My tone is hushed when I reply. “I don’t have it.”
Disbelief is stamped all over his face. “What?”
“I didn’t bring it.”
“You didn’t bring it.” He says the words slowly, as though he’s attempting a phrase in Swahili.
His shock isn’t surprising. I even brought my laptop on our honeymoon. I don’t remember the last time I went somewhere without it. Probably before I started the company, the week I met Dane ...
* * *
Two and a half years ago
Holy. Shit.
They were the only two words my brain could conjure. Okay, not the only two, because there was definitely an F-bomb in between them.
Holy. Effing. Shit.
The straw in my coconut drink, some kind of rum deliciousness only Mexico could come up with, fell to the side as my mouth dropped open.
The most gorgeous man I’d ever seen strode out of the ocean like a tatted-up Greek god. Call it cliché all you want, but this man ...Wow.
A snorkel and mask dangled from one hand as he wiped the water off his face with the other. Every inch of his perfectly built body was lean, muscled, and tanned golden bronze. And then there was the ink wrapping up his arm and spilling onto his chest. When he shook his head and water flew from his short dark hair, my heart slammed into my ribs.
“Holy shit...” Benjie, my best friend, said from the chair beside me.
“Mine. Mine. I’m calling it.” I flung out my arm to cover his eyes so he couldn’t get any ideas, but I misjudged the distance and knocked Benjie’s drink all over his lap.
“Damn, girl!” Benjie jumped up from his chaise lounge and spun toward me. “Watch yourself. Besides, we both know you don’t get to call it. You wouldn’t even know what to do with it.”
I sucked in an outraged breath and bolted to my feet. Rum deliciousness sloshed over the edge of the coconut, splashing my skin and soaking into my bikini top.
Benjie’s gaze zeroed in on the freezing-cold drink dripping from my cleavage. I knew he wasn’t looking at my now very prominentnipples because he liked boys and not boobs.
And so do I, dammit.
“Take it back. I do so know what to do with it.” Since I was mildly intoxicated, I didn’t realize my voice was carrying.
“Oh, really?” Benjie dropped a hand to his hip. “Tell me. Right here, right now. What would you do with that sexy piece of tattooed man meat? In detail.”

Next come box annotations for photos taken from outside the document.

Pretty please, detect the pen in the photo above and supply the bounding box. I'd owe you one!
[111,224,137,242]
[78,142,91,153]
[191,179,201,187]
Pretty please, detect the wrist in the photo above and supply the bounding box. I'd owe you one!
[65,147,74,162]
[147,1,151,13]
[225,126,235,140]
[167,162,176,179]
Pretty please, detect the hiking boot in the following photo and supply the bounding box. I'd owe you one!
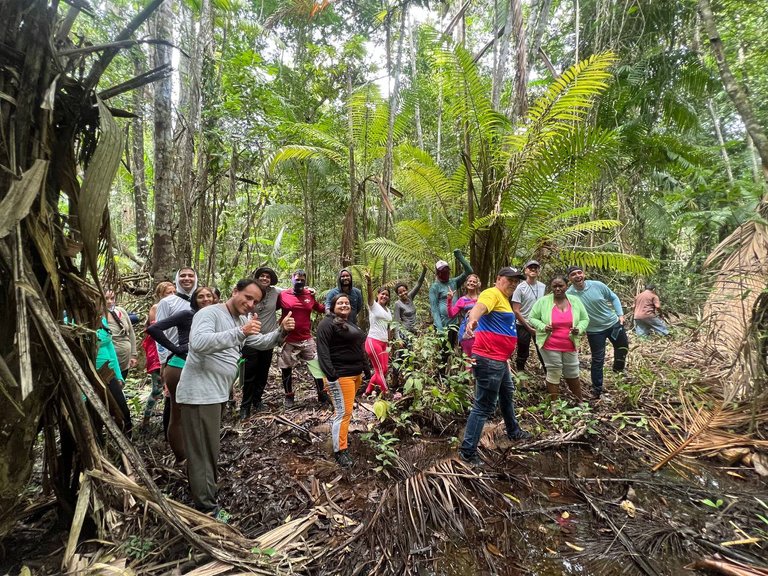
[333,450,355,468]
[459,450,483,468]
[509,428,533,440]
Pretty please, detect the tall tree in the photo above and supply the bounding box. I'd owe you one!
[152,0,176,281]
[130,47,149,260]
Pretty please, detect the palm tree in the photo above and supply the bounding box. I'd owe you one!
[367,45,652,281]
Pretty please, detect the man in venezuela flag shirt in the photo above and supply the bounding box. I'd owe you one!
[459,266,530,465]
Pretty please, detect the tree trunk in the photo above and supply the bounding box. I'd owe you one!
[510,0,528,119]
[408,19,424,150]
[491,0,515,110]
[152,0,176,282]
[699,0,768,180]
[707,98,733,184]
[131,47,149,261]
[340,69,358,268]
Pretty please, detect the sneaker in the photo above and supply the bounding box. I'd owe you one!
[459,450,483,468]
[333,450,355,468]
[509,428,533,440]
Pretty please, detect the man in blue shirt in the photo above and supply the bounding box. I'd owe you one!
[567,266,629,399]
[429,249,474,347]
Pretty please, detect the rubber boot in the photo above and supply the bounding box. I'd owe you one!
[315,378,331,404]
[280,368,293,408]
[565,378,584,402]
[547,382,560,402]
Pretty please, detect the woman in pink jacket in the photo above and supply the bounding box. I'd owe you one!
[446,274,481,358]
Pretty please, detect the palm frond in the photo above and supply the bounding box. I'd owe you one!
[269,144,346,171]
[559,249,656,276]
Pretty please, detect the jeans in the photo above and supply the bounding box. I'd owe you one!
[459,354,520,458]
[635,316,669,336]
[587,322,629,396]
[240,348,274,415]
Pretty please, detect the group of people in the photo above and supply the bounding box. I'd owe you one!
[97,250,672,515]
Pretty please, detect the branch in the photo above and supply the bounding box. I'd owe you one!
[56,38,177,58]
[83,0,170,94]
[99,63,171,100]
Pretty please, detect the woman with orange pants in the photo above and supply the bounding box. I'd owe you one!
[316,292,365,468]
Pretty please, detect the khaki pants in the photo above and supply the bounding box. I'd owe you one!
[180,403,226,512]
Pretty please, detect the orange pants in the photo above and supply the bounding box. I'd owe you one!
[327,374,363,452]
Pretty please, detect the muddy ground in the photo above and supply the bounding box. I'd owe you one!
[0,332,768,576]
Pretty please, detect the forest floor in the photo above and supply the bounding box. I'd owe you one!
[0,324,768,576]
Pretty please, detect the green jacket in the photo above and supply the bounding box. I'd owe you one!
[526,293,589,348]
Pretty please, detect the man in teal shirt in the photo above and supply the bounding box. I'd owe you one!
[567,266,629,399]
[429,248,473,346]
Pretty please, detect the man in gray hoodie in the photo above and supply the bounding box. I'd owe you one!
[176,278,295,521]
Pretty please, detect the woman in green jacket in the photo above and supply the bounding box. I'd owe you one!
[527,275,589,402]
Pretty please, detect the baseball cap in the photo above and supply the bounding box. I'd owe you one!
[496,266,525,280]
[253,266,277,286]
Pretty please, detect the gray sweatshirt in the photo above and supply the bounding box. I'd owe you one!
[176,304,285,404]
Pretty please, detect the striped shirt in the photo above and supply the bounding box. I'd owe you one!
[472,286,517,361]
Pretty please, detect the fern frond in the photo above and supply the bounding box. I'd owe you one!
[269,144,346,171]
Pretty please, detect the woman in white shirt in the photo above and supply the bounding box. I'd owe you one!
[365,272,392,394]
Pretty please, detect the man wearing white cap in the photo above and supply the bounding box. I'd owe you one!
[429,248,474,346]
[512,260,547,372]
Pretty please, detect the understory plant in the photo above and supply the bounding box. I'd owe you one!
[394,330,474,414]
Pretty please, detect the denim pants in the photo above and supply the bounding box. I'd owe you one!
[587,322,629,396]
[635,316,669,336]
[459,354,519,458]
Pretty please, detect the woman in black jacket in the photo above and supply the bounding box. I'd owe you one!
[147,286,216,463]
[317,293,365,468]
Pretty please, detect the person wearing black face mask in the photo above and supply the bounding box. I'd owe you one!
[277,269,330,408]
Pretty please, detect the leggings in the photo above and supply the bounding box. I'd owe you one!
[144,368,163,418]
[328,374,363,452]
[163,366,187,462]
[365,337,389,394]
[107,378,133,438]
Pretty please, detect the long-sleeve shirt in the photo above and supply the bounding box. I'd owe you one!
[277,288,325,342]
[246,286,283,348]
[176,304,283,404]
[526,292,592,347]
[155,294,192,363]
[429,250,473,330]
[445,294,477,340]
[96,318,123,380]
[147,309,195,358]
[566,280,624,333]
[106,306,138,368]
[317,316,365,381]
[395,268,427,333]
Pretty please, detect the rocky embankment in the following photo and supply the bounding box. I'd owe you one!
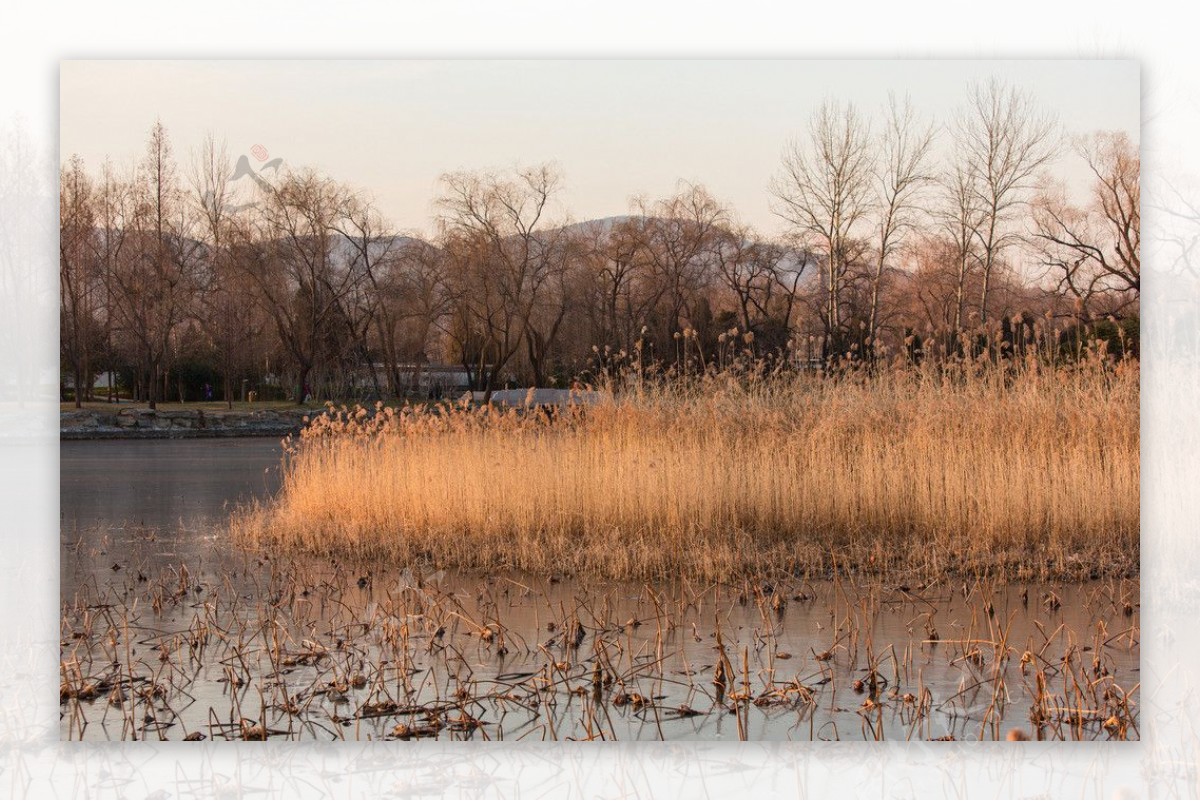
[59,409,320,440]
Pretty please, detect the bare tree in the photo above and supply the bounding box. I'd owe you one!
[866,96,934,353]
[108,122,199,409]
[438,164,562,398]
[59,156,101,409]
[772,101,875,353]
[1033,132,1141,323]
[238,170,362,404]
[937,153,986,344]
[954,79,1058,324]
[630,182,730,350]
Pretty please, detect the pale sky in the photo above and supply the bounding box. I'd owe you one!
[60,60,1140,235]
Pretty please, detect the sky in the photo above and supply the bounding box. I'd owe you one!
[60,60,1140,235]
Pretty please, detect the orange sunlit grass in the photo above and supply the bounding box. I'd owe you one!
[234,362,1139,580]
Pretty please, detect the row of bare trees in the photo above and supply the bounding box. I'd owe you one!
[60,83,1140,404]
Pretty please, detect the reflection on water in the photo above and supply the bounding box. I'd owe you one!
[59,438,281,532]
[61,440,1139,740]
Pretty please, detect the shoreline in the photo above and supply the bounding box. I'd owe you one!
[59,408,324,441]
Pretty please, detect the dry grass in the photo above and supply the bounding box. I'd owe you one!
[234,361,1139,580]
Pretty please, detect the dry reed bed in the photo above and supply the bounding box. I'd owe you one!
[233,362,1140,580]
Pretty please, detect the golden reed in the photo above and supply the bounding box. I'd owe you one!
[233,360,1139,580]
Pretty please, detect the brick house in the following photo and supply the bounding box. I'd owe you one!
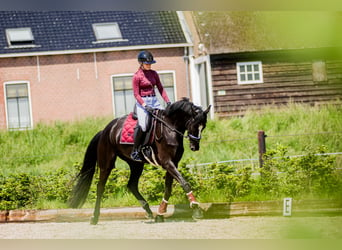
[0,11,206,129]
[191,11,342,117]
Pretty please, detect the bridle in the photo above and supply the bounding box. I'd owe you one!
[150,112,201,142]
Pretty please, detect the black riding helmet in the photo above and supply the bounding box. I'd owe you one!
[138,50,156,64]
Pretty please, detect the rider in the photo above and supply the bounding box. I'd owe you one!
[131,50,171,161]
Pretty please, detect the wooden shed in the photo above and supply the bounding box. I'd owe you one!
[193,12,342,117]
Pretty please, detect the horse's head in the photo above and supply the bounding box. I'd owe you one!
[185,105,211,151]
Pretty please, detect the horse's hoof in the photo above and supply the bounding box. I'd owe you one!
[154,214,165,223]
[90,217,99,225]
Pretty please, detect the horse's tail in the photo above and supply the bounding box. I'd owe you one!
[68,131,102,208]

“I’d ... I’d ...” I stammered like an idiot, trying to come up with something that would shock Benjie into conceding.
I was thinking so hard, the fact that his gaze darted over my shoulder didn’t register. Or maybe it was the three coconut drinks I’d had earlier that stole my observational skills.
“I’m waiting,” he said, taunting me.
“I’d ride him so hard, he’d need a new saddle when I was done.” I raised my coconut in salute, a little too enthusiastically.
The remaining liquid went flying in a backward arc, and a low, soft curse came from behind me. I spun around, coming face-to-face with my newly claimed stallion.
“Oh God,” I whispered.
Instead of water dripping from his face, the remains of my drink now trickled down his cheek.
“I think this is yours.” He lifted the hibiscus flower that had decorated my coconut off his inked forearm and offered it to me.
I stared at him, not moving to take it, probably because my brain had stopped communicating with the rest of my body due to stimulus overload.